Wednesday, March 27, 2019

All Systems Red by Martha Wells


The Murderbot Diaries #1


Teaser: A “Construct” (half human(?), half robot) is supposed to be guarding an expedition on a planet when a neighboring expedition stops communicating. As they are trying to figure out what has happened they are also “attacked.” Good thing the Sec Unit (Security Unit) hacked its own governor module.

This is novella, so it is shorter than a novel, and told quite well. While there has to be some exposition for the self-styled Murderbot to give some background, it gets to the story quickly. Having read #2 already I am torn as to whether this novella stands on its own. If I didn’t know about the others than I would say that it does, but knowing about the others I would say it doesn’t, but only in the best way.

The best way means that even though the story wraps up quickly I want to read more about the character and this universe. While the tone is dark it is dark satire with some quite hilarious lines that somehow are relatable from a character that is almost not human at all.


In general the story takes precedence over the technology, although there are important technological issues that contribute to the story line. The world-building doesn’t dwell to much on any one concept.

Constructs: While the main character is certainly some semblance of sentient, it becomes clear that the organic/robot hybrids are considered non-human by the humans in most cases. This is obviously a very important topic as the main character struggles with caring and not caring about its possible equivalence.

The Feed: In some ways it might be a MacGuffin, in other ways it is just a souped up internet that strains the boundaries of what a software engineer like myself might think is possible. It might be possible, but is really used as an important plot device.

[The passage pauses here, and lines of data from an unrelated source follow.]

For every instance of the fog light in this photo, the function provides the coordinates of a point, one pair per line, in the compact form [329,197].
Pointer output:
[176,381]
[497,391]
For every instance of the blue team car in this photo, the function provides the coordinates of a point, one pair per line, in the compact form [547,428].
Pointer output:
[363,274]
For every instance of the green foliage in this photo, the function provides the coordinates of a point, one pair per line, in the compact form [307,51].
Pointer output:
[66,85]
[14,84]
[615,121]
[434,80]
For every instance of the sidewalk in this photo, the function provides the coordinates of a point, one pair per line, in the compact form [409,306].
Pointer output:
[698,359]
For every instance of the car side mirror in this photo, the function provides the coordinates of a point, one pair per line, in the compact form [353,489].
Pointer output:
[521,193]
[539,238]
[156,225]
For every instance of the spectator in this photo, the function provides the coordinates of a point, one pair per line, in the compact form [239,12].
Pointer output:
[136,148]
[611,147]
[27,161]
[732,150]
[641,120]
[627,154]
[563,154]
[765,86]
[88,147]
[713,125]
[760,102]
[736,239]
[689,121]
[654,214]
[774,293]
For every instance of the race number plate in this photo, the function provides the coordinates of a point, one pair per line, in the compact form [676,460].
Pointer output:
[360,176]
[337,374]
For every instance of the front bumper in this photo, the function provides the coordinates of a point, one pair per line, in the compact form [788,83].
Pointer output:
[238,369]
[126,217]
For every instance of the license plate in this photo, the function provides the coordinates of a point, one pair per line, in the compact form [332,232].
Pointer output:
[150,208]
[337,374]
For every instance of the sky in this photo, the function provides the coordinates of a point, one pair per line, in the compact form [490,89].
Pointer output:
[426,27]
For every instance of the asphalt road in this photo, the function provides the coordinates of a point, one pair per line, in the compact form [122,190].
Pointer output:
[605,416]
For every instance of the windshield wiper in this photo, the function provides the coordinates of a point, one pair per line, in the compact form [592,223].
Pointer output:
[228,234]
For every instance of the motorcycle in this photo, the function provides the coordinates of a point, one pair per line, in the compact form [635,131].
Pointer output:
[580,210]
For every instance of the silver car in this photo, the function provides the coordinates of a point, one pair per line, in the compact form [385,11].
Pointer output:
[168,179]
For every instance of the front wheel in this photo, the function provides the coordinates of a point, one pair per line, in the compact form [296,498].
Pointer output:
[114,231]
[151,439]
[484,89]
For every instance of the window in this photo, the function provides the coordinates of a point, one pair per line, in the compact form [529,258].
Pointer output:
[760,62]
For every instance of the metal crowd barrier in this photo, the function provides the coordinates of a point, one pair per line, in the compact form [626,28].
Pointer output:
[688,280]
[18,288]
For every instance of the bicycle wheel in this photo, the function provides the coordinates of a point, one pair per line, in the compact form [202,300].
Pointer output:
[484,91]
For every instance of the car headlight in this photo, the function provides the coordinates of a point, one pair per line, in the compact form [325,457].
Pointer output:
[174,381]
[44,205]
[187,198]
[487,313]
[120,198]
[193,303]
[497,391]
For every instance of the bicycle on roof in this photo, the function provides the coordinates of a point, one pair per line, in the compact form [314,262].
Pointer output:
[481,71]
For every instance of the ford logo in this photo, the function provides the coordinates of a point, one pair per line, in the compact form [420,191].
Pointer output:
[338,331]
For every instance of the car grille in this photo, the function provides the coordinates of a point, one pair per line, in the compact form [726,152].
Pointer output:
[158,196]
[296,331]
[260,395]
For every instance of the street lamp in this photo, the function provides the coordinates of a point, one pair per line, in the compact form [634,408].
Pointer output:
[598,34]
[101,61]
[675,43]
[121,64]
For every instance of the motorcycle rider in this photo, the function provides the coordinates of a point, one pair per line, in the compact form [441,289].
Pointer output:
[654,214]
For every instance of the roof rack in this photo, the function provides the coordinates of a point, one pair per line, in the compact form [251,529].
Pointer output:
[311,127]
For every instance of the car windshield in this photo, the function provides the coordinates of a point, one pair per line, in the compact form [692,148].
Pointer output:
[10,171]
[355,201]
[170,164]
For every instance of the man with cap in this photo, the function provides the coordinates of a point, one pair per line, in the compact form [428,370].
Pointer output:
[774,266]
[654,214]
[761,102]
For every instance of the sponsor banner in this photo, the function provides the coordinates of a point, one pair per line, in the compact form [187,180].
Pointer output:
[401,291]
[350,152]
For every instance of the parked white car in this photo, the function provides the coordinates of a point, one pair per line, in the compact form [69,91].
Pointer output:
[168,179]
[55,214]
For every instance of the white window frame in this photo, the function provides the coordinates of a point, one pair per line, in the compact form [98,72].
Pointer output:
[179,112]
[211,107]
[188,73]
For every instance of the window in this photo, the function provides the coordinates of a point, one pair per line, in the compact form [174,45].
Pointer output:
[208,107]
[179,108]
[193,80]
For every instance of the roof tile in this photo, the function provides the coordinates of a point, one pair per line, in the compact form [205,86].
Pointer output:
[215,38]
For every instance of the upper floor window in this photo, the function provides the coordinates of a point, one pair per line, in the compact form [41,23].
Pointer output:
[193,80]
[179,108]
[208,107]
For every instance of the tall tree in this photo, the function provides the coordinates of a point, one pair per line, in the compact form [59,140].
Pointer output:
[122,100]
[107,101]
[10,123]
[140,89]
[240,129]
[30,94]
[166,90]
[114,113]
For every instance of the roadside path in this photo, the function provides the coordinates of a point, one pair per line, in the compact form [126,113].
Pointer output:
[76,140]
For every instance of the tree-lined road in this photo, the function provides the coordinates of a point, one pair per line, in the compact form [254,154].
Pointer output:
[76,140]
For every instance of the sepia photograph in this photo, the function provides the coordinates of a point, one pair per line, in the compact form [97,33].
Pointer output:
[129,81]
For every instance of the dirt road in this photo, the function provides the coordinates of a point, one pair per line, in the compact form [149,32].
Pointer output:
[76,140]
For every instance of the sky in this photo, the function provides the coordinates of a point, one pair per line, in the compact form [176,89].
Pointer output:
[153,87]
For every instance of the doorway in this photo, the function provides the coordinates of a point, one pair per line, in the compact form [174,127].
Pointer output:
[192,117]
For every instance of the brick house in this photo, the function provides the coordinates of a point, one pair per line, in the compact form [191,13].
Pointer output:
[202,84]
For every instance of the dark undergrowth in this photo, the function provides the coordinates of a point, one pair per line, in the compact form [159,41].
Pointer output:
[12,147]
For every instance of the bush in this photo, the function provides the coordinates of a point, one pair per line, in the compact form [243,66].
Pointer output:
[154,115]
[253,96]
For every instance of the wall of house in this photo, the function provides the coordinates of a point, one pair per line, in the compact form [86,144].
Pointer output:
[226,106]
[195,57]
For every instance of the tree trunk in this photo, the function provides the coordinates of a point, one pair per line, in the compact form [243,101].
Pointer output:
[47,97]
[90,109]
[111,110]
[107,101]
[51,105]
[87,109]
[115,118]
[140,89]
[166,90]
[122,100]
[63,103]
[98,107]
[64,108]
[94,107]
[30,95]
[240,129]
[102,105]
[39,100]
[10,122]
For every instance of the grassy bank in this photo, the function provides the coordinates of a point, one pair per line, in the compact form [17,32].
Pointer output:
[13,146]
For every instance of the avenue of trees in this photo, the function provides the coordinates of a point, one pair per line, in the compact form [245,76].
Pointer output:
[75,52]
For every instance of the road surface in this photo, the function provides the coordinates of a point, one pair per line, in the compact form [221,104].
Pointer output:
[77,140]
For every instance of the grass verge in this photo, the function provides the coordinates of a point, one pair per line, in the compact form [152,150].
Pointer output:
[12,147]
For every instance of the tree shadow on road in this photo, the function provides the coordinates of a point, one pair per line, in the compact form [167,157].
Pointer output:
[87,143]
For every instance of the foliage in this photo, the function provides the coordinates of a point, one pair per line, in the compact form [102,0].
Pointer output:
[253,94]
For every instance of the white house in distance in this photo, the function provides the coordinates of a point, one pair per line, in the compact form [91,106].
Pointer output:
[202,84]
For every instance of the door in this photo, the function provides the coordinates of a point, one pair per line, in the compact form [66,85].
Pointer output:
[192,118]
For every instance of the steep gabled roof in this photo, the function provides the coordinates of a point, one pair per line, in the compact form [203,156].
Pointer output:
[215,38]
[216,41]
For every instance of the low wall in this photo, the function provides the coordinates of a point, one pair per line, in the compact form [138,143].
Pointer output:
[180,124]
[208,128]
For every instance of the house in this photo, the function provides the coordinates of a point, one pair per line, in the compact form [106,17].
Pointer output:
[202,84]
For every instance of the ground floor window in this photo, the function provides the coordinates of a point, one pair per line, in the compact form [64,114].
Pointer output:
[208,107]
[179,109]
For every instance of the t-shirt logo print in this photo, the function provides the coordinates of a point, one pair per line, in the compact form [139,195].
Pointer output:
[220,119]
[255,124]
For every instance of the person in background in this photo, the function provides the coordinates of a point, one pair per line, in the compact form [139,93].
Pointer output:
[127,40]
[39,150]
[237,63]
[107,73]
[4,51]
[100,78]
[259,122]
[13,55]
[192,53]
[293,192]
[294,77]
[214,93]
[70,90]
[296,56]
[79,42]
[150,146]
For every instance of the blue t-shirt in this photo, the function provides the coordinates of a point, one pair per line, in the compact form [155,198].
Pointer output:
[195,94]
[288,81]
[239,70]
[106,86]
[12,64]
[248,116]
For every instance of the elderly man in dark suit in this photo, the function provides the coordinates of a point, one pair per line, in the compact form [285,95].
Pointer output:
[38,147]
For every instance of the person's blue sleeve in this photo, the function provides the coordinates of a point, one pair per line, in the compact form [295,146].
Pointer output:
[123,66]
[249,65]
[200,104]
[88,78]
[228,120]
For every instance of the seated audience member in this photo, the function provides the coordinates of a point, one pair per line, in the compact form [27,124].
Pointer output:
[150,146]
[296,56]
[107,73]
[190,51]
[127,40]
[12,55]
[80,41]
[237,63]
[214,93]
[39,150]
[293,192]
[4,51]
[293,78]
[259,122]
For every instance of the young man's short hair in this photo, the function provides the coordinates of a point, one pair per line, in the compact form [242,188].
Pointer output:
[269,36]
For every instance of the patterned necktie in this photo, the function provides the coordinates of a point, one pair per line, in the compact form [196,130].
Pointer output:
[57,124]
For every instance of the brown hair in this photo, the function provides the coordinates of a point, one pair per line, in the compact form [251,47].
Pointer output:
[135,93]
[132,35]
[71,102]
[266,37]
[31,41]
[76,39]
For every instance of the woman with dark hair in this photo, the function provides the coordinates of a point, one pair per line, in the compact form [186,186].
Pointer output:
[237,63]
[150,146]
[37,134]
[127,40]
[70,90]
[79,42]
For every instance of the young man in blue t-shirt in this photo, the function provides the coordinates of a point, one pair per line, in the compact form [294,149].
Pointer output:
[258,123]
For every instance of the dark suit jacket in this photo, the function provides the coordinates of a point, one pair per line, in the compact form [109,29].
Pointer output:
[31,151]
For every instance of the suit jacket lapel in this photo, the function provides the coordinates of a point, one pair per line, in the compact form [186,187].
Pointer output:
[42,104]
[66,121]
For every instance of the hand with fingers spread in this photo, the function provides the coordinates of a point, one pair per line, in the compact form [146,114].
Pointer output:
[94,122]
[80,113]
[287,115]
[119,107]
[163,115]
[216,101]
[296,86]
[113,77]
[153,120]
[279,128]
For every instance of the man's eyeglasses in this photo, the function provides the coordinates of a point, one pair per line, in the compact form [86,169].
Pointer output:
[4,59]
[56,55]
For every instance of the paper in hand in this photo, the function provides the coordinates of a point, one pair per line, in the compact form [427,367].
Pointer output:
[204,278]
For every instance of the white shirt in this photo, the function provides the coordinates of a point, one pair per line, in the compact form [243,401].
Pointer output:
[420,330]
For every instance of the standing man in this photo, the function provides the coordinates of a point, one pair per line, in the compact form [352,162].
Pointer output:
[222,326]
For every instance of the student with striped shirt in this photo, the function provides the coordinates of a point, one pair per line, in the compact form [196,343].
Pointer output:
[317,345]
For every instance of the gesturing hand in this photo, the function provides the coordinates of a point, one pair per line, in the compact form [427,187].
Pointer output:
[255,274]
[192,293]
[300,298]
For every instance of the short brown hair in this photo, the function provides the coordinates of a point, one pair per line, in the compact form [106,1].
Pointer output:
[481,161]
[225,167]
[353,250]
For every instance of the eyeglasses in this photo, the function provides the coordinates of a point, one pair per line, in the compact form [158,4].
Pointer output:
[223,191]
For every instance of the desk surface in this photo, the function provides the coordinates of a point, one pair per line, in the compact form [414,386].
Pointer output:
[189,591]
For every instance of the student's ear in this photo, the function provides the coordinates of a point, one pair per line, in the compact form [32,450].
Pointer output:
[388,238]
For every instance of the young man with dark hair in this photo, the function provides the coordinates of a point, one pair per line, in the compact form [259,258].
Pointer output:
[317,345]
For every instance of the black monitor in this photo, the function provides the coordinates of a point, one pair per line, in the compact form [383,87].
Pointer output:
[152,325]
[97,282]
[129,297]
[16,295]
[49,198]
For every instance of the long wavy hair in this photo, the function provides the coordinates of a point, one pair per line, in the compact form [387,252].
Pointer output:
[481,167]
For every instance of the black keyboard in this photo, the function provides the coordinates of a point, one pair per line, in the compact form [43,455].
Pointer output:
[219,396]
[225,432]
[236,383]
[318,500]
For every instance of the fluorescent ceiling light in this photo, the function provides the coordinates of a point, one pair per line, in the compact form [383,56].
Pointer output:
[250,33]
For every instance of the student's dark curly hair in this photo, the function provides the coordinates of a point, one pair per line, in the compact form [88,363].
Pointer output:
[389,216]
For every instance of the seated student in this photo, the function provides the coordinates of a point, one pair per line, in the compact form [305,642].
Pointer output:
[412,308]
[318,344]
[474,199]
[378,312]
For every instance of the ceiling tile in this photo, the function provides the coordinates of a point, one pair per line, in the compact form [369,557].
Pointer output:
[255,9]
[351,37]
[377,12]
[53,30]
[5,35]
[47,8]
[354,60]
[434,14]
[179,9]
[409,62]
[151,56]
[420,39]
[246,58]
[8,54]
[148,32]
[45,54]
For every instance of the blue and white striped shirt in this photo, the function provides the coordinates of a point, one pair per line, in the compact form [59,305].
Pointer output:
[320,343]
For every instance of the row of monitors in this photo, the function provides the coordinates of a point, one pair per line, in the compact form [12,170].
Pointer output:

Finding Old Alien Artifacts: I think this is the most interesting and least described idea, maybe an actual MacGuffin, but my speculation is that it has something to do with the constructs.


While I can’t give it a straight, go-read-it-now recommendation for everyone, I would say that a audience with the maturity to not dwell on the language should certainly pick it up. The use of language certainly fits the character quite well and I don’t know if it could be told as well without it.

The exploration of concepts certainly makes this worth a read from the point of view that it touches on several past and modern issues. And as an aspiring writer I find reading an interesting sci fi novella such as this to be quite inspiring.